= Jerzy Adam Kowalski =

Polish researcher and popular science author

Jerzy Adam Kowalski (born 1958) is a Polish researcher and popular science author in the field of human sexuality.

==Biography==
He is a graduate of the Warsaw University, where from 1977 to 1984 he studied political science, journalism and psychology. He was a journalist, publisher and editor. From 2008 he is a research worker in the Institute of Sex Research in Opole, Poland and the chairman of board of the foundation for the institute. In 2019 he earned a PhD grade in the field of science of culture in the University of Social Sciences and Humanities in Warsaw.

==Selected publications==
- Jerzy A. Kowalski, Homo eroticus, Wydawnictwo IBS, Opole 2011, Serie: Eros i logos. ISBN 978-83-931776-0-8 [In Polish].
- Jerzy A. Kowalski, Homo eroticus.

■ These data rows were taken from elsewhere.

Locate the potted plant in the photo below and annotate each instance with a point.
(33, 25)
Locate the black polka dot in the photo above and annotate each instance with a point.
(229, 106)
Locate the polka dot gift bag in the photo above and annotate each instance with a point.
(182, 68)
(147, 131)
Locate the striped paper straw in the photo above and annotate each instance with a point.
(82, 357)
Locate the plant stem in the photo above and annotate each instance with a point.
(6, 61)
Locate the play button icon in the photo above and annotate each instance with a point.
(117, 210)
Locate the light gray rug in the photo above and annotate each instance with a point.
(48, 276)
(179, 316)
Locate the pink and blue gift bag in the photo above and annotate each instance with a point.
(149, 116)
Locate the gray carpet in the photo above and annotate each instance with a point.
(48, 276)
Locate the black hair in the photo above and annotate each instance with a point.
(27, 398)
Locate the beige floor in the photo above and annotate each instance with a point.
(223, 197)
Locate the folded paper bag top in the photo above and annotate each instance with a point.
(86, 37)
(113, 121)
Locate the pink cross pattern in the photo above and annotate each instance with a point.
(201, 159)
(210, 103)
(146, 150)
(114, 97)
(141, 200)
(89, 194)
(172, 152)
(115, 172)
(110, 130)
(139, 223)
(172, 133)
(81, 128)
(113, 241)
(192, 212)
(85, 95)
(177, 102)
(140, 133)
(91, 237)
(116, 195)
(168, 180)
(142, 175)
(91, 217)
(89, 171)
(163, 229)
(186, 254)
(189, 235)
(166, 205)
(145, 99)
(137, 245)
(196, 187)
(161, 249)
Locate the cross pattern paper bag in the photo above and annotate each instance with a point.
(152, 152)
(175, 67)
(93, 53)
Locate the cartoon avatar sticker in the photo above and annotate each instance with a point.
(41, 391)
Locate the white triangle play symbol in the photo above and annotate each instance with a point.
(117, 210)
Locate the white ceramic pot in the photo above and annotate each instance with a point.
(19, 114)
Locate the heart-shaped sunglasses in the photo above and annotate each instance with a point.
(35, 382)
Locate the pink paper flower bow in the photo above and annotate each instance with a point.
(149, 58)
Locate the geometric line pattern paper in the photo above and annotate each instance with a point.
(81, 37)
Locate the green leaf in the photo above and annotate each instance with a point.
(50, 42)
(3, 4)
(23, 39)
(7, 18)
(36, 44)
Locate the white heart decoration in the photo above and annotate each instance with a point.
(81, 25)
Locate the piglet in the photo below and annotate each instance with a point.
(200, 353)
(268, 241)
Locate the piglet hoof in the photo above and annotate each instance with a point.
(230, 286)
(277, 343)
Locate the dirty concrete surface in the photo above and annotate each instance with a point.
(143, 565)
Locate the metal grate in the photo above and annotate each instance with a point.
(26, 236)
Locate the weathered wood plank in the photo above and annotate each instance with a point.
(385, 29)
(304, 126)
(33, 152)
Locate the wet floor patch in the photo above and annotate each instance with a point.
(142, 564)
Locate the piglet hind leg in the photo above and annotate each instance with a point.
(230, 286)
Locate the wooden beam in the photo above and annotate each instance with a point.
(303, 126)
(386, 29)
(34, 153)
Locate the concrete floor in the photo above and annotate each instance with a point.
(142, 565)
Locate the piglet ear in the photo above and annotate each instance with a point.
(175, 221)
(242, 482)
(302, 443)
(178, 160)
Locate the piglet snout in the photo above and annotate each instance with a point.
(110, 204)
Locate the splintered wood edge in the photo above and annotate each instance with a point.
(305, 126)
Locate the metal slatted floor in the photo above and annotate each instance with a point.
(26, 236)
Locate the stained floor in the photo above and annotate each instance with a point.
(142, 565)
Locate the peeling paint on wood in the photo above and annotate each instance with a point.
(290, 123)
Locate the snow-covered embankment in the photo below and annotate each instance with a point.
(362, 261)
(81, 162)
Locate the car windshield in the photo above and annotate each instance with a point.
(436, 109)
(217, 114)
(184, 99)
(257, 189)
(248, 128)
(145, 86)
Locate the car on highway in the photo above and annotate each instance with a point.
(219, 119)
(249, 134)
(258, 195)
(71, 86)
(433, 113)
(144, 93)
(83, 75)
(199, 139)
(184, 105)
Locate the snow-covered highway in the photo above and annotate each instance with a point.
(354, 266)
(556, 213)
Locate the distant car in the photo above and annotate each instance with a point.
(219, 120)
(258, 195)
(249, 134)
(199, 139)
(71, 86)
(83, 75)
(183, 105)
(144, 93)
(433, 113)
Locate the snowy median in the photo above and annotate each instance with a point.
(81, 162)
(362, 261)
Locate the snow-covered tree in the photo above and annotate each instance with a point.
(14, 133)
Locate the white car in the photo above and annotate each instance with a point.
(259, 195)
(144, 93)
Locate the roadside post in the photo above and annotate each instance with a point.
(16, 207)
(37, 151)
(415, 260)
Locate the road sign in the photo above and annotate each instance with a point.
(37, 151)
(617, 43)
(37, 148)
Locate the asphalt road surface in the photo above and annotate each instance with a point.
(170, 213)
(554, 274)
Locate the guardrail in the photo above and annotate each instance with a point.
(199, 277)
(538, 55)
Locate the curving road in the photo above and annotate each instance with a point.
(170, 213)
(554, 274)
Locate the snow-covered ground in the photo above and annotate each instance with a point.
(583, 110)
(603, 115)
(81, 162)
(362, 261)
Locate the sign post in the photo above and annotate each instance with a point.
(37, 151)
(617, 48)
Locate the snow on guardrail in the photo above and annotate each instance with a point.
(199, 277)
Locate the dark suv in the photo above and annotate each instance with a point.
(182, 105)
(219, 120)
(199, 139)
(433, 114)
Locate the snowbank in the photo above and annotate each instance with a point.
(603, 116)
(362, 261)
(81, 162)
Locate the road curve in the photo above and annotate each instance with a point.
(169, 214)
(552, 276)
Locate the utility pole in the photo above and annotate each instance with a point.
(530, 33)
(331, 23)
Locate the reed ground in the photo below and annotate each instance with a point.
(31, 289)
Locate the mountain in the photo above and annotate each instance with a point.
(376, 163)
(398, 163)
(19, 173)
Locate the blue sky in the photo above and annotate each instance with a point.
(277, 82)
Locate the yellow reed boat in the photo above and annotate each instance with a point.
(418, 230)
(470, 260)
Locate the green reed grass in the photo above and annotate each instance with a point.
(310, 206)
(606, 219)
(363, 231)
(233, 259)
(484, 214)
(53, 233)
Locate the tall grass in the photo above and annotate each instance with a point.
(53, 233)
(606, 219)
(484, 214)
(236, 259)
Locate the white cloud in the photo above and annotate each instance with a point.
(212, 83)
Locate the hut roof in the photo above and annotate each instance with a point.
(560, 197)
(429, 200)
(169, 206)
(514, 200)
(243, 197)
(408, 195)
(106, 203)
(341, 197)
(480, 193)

Jak narodziła się ludzka seksualność (e-book), Wydawnictwo IBS, Opole 2011, ISBN 978-83-931776-4-6 [In Polish; the English title: Homo eroticus: How human sexuality had been arising]
- Jerzy A. Kowalski, The origins of homosexuality emancipation, Serie: Following Bronislaw Malinowski, An Amazon Kindle edition. The Institute of Sex Research in Opole Press, Opole 2015, ISBN 978-83-931776-3-9.
- Jerzy A. Kowalski, Sexual partner roles in homoerotic relations: An attempt of classification, Journal of Homosexuality, Latest articles:
- Jerzy A. Kowalski, Kulturowy sens rytuałów inicjacji dojrzałościowej, PhD thesis, the University of Social Sciences and Humanities in Warsaw. [In Polish; the English title: The cultural substance of pubertal rites]

==Other notes==
He published in 2011 the book "Homo eroticus", devoted to the evolution of human sexuality. It discusses inter alia certain famous theories in the field and proposes interesting new explanations for this problems, e.g., the fur losing by humans, ovulation veiling in women, two type of woman sexual receptivity, the origination of intimacy, marriage, love, and initiation and circumcision rites. The book was highly praised by specialists and recommended as a reading for university students in Cracow, Poland.